# Colson Tandem Parts Needed



## fuzzyktu (May 11, 2012)

I am in need of the following parts  to complete my tandem project:

 1. stepped 2 piece front crankset 
 2. straight fork 
 3. boys version of the rear seat pictured
 4. steering rods and adjustment ends for the rear steer

 I have a girls snap tank I am modifying to fit as well. I know it shouldn't have a rack or tanks but...it looks kinda cool with them!  If anyone can help I would be extremely greatful!!


----------



## Boris (May 11, 2012)

Wow, Wow, Wow!!!!! I've never seen that space used for an Imperial tank before. I'm typing this from the floor, because I just fell out of my chair. Wow!!!!!! It seems like they just couldn't quit designing that bike. I keep expecting to see some sort of elaborate umbrella holder and umbrella, maybe even a couple of cigarette holder handlebar attachments. I hope that you find all the parts you need, and SOON!!!


----------



## vincev (May 13, 2012)

hey  Fuzz,heres the fork I have.It is in rough shape and needs to be welded.I guess its only better than no fork at all.Let me know and I'll throw it in my truck.Will be in Bristol In.this week till Fri.morning.The cog is not cracked.It just has a spider web on the gear tooth.The threaded tube fits down into the hole about a half inch where there is a pin.


----------



## fuzzyktu (May 14, 2012)

I will take it vince!!


----------



## John (May 19, 2012)

*I like the curved fender braces on these bikes.*




I like the curved fender braces on these bikes.


----------



## azbustedvw (Oct 23, 2012)

Hi Fuzz,
I PM'd you yesterday and then found this thread today.

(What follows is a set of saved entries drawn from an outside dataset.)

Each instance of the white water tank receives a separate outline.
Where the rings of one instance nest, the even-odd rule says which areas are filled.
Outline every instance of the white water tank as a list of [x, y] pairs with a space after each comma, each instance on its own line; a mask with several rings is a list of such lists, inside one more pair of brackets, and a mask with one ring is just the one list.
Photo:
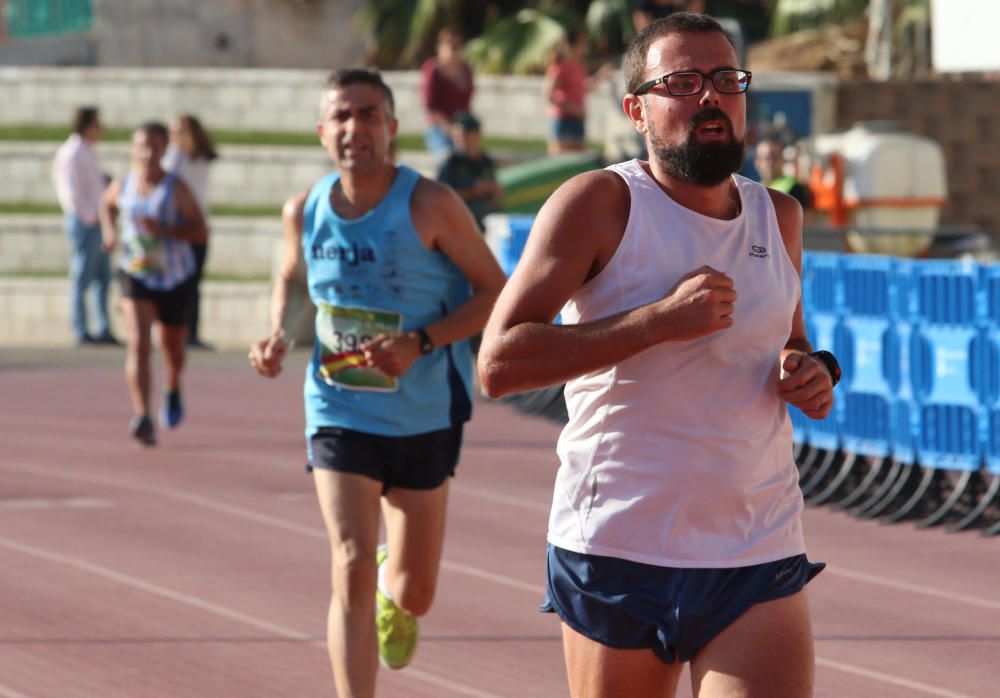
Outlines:
[[844, 160], [852, 250], [913, 257], [930, 246], [948, 194], [937, 142], [874, 121], [817, 136], [810, 146], [821, 159], [839, 153]]

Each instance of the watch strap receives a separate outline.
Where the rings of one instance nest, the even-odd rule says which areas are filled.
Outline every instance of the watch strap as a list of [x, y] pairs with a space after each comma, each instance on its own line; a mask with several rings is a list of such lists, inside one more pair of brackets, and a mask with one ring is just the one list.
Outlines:
[[809, 354], [809, 356], [823, 362], [823, 365], [826, 366], [826, 370], [830, 372], [830, 379], [833, 381], [834, 386], [840, 382], [840, 362], [837, 361], [836, 356], [825, 349], [814, 351]]
[[434, 351], [434, 340], [431, 339], [431, 336], [429, 334], [427, 334], [427, 330], [425, 330], [423, 327], [418, 327], [417, 337], [420, 338], [421, 354], [430, 354], [432, 351]]

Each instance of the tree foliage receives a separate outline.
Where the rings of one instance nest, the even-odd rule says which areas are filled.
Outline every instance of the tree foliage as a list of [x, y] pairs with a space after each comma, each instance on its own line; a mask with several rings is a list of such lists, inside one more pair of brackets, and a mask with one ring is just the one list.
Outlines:
[[863, 16], [867, 8], [868, 0], [776, 0], [771, 36], [840, 24]]
[[617, 53], [632, 38], [630, 0], [366, 0], [358, 19], [371, 30], [370, 59], [381, 68], [413, 68], [434, 52], [437, 32], [470, 38], [466, 58], [485, 73], [544, 69], [566, 29], [586, 30], [598, 53]]

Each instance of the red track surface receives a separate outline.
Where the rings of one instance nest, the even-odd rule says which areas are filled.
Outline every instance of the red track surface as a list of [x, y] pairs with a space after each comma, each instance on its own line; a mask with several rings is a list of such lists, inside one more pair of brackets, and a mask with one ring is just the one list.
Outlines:
[[[121, 360], [0, 353], [0, 698], [332, 696], [304, 357], [267, 381], [195, 354], [187, 420], [146, 450], [125, 436]], [[477, 406], [437, 603], [380, 696], [567, 695], [558, 623], [536, 610], [557, 432]], [[809, 586], [817, 696], [1000, 695], [1000, 540], [806, 524], [830, 565]]]

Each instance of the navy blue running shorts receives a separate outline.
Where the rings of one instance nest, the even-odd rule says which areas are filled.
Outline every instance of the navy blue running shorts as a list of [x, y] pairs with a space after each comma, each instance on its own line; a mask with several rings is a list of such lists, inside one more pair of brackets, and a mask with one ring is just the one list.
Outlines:
[[156, 306], [156, 319], [164, 325], [186, 326], [191, 318], [195, 297], [198, 294], [198, 279], [192, 276], [169, 291], [156, 291], [143, 284], [134, 276], [118, 270], [118, 283], [123, 298], [149, 301]]
[[382, 483], [382, 494], [393, 487], [433, 490], [455, 474], [462, 426], [412, 436], [320, 427], [309, 439], [306, 470], [365, 475]]
[[751, 606], [799, 592], [824, 567], [805, 555], [749, 567], [659, 567], [549, 545], [541, 610], [602, 645], [687, 662]]

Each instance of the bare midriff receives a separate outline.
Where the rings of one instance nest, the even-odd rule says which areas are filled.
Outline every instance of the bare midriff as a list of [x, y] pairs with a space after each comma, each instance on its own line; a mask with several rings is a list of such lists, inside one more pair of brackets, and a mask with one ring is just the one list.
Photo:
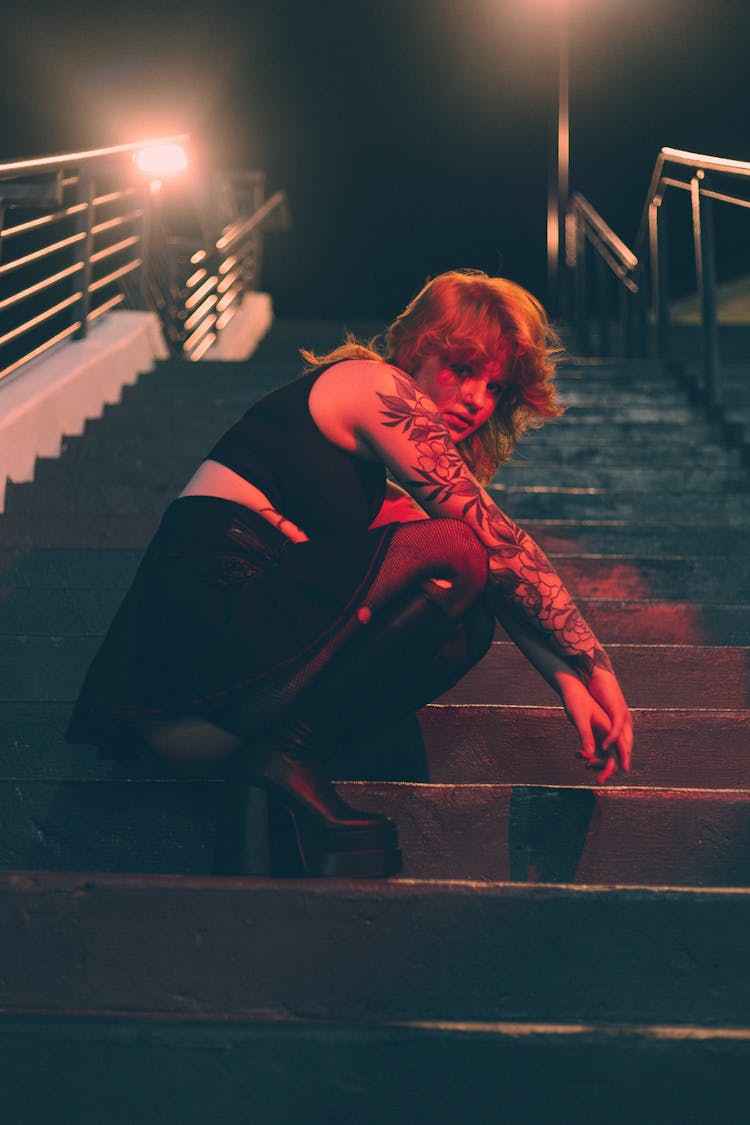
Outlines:
[[264, 492], [218, 461], [204, 461], [183, 488], [180, 499], [183, 496], [214, 496], [218, 500], [243, 504], [295, 543], [307, 539], [301, 528], [274, 508]]

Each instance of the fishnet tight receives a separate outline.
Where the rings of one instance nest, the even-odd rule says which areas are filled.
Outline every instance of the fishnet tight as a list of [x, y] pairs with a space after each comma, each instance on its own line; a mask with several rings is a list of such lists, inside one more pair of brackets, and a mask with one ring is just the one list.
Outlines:
[[466, 524], [401, 524], [364, 603], [304, 667], [220, 712], [143, 724], [141, 734], [187, 770], [210, 768], [260, 731], [320, 755], [327, 741], [416, 710], [480, 659], [492, 634], [479, 603], [486, 581], [486, 548]]

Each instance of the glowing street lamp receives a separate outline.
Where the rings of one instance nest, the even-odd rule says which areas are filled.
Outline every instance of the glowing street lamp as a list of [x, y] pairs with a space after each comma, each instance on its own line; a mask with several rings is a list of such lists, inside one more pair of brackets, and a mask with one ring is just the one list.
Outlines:
[[149, 176], [170, 176], [184, 172], [188, 158], [182, 145], [148, 145], [136, 152], [133, 157], [139, 172]]

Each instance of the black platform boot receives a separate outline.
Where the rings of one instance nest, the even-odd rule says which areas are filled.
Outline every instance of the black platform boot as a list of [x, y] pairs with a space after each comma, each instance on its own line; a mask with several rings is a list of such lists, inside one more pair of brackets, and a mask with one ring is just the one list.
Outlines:
[[283, 738], [254, 747], [242, 766], [244, 781], [268, 796], [272, 874], [397, 874], [402, 861], [395, 823], [342, 800], [315, 760], [314, 742], [312, 730], [298, 719]]
[[416, 687], [413, 673], [456, 627], [421, 588], [403, 593], [363, 624], [282, 728], [240, 755], [238, 776], [268, 794], [272, 874], [382, 877], [401, 870], [395, 823], [349, 806], [323, 762], [347, 732], [387, 723], [434, 697], [423, 675]]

I have a complete Colson Steer from the rear with mens tank and carrier add on. Mine is a 1939. Were you successful in modifying a girls tank? I need some direction on what to get and how to do it.


----------



## Walker (Oct 24, 2012)

I made my own linkage rods for the Colson tandem I restomodded.  I used skiptooth chains front and back, made up a pair of threaded rods for each side with one end regular thread, the other left hand, hex shaped turnbuckle in the middle.  The unthreaded ends of the rods had holes in them to accept a masterlink which connected to the ends of the chain.


----------



## Tom1968 (Dec 14, 2019)

fuzzyktu said:


> I am in need of the following parts  to complete my tandem project:
> 
> 1. stepped 2 piece front crankset
> 2. straight fork
> ...



I finally finished my restomod 1933 colson.  Got a lot of advice from this site and one member made the steering rods for me.  Couldnt find a lot of original parts so I used what I could find.  If I ever so find some of the same parts you are looking for I'll swap them out.  It sure is fun to ride.  Thanks to all who helped.


----------